Installé dans son salon, il raconte l'importance du contexte de l'époque, qui selon lui explique pourquoi l'affaire a autant fait parler: «On est début 2003, il n'y a pas d'élections en vue en France, le Moyen-Orient est plus ou moins stabilisé avant la guerre en Irak… Bref, pas grand-chose dans l'actualité. Et là, au sortir des fêtes de Noël, dans une petite bourgade sans histoire, un gros fait divers éclate dans le froid, la neige et le verglas.» Il se redresse: «Cette affaire n'est jamais tombée dans l'oubli, elle passionne les gens. À chaque fois qu'il y a le déclenchement du dispositif Alerte enlèvement à la télé, je n'oublie pas qu'il a été créé après la disparition d'Estelle.»
Selon Carole Damiani, la portée symbolique du fait divers dépend du comportement des parents. Certains se battent dans la discrétion pour retrouver leur enfant. D'autres se démènent aux yeux du grand public.

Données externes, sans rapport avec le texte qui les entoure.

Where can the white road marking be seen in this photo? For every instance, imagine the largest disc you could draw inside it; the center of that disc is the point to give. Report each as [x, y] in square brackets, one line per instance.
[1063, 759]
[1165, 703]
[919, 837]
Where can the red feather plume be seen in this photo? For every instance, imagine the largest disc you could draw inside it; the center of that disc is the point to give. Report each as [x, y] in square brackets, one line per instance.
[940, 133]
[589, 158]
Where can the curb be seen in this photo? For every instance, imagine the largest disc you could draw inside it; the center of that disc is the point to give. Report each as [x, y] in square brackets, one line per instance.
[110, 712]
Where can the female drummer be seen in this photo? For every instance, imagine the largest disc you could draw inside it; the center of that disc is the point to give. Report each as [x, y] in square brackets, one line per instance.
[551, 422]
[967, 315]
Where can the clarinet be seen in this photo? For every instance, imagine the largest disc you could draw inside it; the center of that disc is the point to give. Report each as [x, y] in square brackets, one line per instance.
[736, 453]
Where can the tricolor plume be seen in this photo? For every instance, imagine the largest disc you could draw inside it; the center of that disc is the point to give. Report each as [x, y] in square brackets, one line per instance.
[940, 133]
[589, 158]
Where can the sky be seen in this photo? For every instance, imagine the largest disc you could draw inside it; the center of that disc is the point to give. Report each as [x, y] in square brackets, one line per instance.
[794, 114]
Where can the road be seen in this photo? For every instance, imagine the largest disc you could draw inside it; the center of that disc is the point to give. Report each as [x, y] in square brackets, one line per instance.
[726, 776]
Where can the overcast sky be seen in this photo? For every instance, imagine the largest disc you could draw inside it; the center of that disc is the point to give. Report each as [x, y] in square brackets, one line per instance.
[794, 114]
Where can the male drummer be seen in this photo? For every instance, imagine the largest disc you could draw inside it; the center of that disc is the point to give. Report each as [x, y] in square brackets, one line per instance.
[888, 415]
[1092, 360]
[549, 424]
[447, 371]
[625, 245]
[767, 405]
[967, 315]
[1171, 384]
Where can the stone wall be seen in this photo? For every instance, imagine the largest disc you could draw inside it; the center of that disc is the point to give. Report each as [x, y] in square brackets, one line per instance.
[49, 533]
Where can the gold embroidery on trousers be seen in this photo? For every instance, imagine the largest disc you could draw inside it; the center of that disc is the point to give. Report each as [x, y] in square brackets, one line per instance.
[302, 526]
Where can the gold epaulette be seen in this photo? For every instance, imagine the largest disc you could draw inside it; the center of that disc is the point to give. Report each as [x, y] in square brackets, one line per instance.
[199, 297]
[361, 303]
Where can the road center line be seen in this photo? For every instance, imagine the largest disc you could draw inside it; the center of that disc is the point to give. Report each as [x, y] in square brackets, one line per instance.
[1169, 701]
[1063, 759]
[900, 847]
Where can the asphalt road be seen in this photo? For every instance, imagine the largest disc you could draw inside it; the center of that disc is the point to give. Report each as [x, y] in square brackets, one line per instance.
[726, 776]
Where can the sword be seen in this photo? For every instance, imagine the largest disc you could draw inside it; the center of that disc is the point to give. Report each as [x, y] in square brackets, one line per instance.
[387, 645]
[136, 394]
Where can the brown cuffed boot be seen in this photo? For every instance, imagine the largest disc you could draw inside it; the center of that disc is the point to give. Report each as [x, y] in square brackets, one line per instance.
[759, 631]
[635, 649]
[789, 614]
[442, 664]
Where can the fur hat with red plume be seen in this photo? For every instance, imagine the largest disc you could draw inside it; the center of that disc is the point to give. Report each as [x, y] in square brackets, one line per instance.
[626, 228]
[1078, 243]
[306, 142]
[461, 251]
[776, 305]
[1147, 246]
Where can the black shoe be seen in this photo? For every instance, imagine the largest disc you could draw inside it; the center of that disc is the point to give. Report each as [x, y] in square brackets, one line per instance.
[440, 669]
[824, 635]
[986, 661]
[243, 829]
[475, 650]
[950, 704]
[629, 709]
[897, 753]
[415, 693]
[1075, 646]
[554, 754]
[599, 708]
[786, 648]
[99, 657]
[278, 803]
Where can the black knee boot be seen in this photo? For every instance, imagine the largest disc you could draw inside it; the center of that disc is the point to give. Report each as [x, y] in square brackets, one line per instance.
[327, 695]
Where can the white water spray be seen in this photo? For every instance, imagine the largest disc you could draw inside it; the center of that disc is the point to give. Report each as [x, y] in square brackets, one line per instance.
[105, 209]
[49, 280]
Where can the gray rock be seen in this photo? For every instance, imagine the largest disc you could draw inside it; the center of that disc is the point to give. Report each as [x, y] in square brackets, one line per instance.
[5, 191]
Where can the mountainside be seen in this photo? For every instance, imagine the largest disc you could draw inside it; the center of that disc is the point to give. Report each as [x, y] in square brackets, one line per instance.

La figure de l'auteur des faits ou celle du principal suspect entre également en compte. Michel Fourniret capte la lumière de l'actualité. «Un criminel aussi pervers, qui jouit de la souffrance des autres et fait tout pour l'exacerber, touche différemment les esprits. Ce n'est pas un crime banal, impulsif. Et forcément, cela a des répercussions sur les populations concernées», conclut la psychologue.
À Guermantes, un cerisier du Japon a été planté en 2005 en l'honneur d'Estelle Mouzin sur les lieux de l'enlèvement. Unique endroit de recueillement, en attendant de retrouver un jour le corps de la jeune fille.